Cook: 1:00 | Servings: 4 | Easy
- ½ cup of extra virgin olive oil
- 1 x 1.6-1.8kg whole chicken, at room temperature
- 1 brown onion, quartered
- 1 bulb of garlic, cut in half horizontally
- 8 long red chillies
- 1 tomato, quartered
- 150ml red wine vinegar
- 1 tbsp caster sugar
- 6 slices Hungarian salami
- 1 small handful of basil leaves
- 1 small handful of parsley leaves
Preheat the oven to 210°C.
To butterfly chicken, place the chicken on a chopping board breast side down. Using sharp kitchen scissors or a knife cut down either side of the backbone to remove and discard. Turn chicken over and using the palm of your hand press the chicken down to flatten.
Arrange the garlic and onion on the baking tray and place the chicken breast-side up on top. Drizzle a tablespoon of extra virgin oil over the chicken and season with salt. Roast in the oven for 35-40 minutes. Add the salami to the baking tray 10 minutes before the chicken is cooked.

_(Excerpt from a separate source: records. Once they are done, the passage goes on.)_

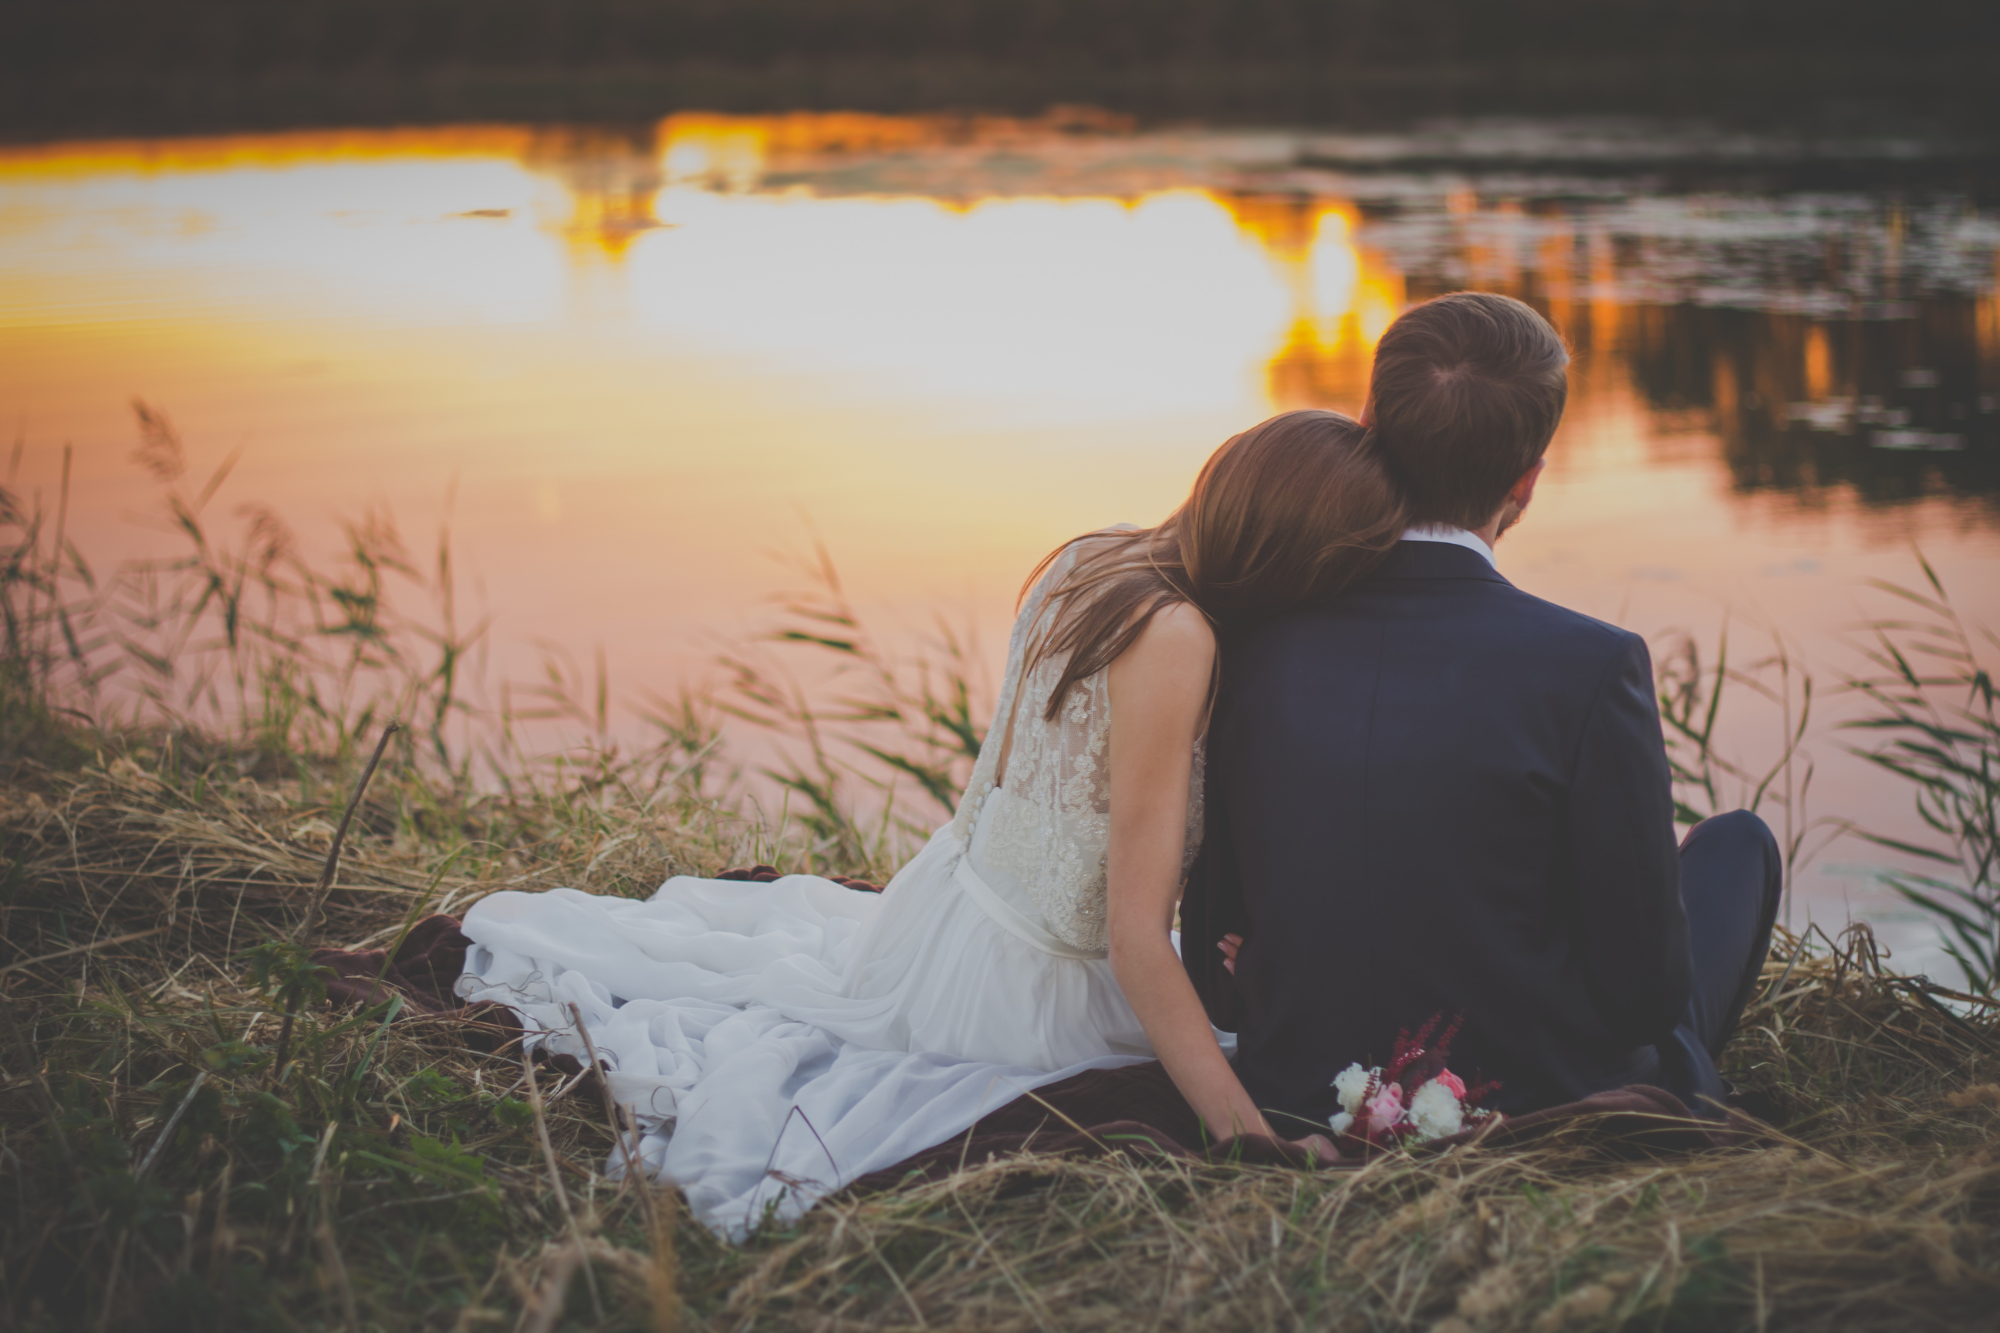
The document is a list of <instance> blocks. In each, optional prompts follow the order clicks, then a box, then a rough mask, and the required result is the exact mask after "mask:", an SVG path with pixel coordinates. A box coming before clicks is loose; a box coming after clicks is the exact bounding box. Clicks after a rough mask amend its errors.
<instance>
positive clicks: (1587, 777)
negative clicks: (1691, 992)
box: [1568, 634, 1690, 1045]
mask: <svg viewBox="0 0 2000 1333" xmlns="http://www.w3.org/2000/svg"><path fill="white" fill-rule="evenodd" d="M1568 837H1570V865H1572V873H1574V881H1572V883H1574V885H1576V895H1578V919H1580V923H1582V941H1580V947H1582V953H1584V967H1586V977H1588V985H1590V997H1592V1001H1594V1005H1596V1009H1598V1017H1600V1019H1602V1021H1604V1025H1606V1029H1608V1031H1610V1033H1612V1035H1614V1037H1616V1039H1620V1041H1628V1043H1632V1045H1652V1043H1658V1041H1662V1039H1664V1037H1666V1035H1668V1033H1670V1031H1672V1029H1674V1025H1676V1023H1680V1019H1682V1015H1684V1013H1686V1007H1688V987H1690V955H1688V917H1686V911H1684V909H1682V905H1680V851H1678V845H1676V839H1674V803H1672V785H1670V781H1668V769H1666V743H1664V739H1662V735H1660V713H1658V705H1656V701H1654V685H1652V658H1650V656H1648V652H1646V642H1644V640H1642V638H1640V636H1638V634H1630V636H1628V638H1626V642H1624V646H1622V650H1620V652H1618V656H1616V658H1614V660H1612V662H1610V667H1608V671H1606V675H1604V679H1602V681H1600V685H1598V693H1596V699H1594V701H1592V707H1590V717H1588V719H1586V723H1584V737H1582V743H1580V747H1578V755H1576V779H1574V785H1572V789H1570V829H1568Z"/></svg>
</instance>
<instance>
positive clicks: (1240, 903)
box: [1180, 771, 1250, 1033]
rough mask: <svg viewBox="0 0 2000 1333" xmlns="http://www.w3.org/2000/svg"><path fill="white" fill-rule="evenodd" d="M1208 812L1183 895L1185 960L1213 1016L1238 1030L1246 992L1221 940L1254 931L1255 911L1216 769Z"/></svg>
mask: <svg viewBox="0 0 2000 1333" xmlns="http://www.w3.org/2000/svg"><path fill="white" fill-rule="evenodd" d="M1206 783H1208V797H1206V815H1204V821H1202V823H1204V831H1202V851H1200V855H1198V857H1196V859H1194V871H1190V873H1188V887H1186V891H1184V893H1182V897H1180V965H1182V967H1184V969H1186V971H1188V981H1192V983H1194V993H1196V995H1200V997H1202V1009H1206V1011H1208V1021H1210V1023H1214V1025H1216V1027H1220V1029H1222V1031H1224V1033H1234V1031H1236V1029H1238V1025H1240V1023H1242V995H1240V993H1238V991H1236V977H1234V975H1230V971H1228V969H1226V967H1222V951H1220V949H1216V941H1220V939H1222V937H1224V935H1232V933H1234V935H1248V931H1250V915H1248V911H1246V907H1244V899H1242V885H1240V883H1238V881H1236V857H1234V851H1232V849H1230V833H1228V815H1226V813H1224V809H1222V793H1220V787H1222V785H1220V783H1216V781H1214V773H1212V771H1210V775H1208V779H1206Z"/></svg>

For the sauce, heat the remaining extra virgin olive oil in a pot over a medium-high heat and add the whole chillies. Cook for 8-10 minutes, turning regularly until they soften and blister. Now add the tomato, vinegar, and sugar and cook for a further 4 minutes. Remove from the heat. Once it has cooled, remove the skin from the chillies and the tomato pieces and roughly chop. Place the chopped chillies and tomatoes back into the oil.
Once the chicken is cooked, place it on a board and cover loosely with foil. Chop the cooked crispy salami.
Add half the roasted onion and half the roasted garlic flesh that has been squeezed out of its skins and the chopped salami to the chilli sauce and mix together.
Chop the chicken into quarters and spoon the chilli sauce over the top. Garnish with parsley and basil.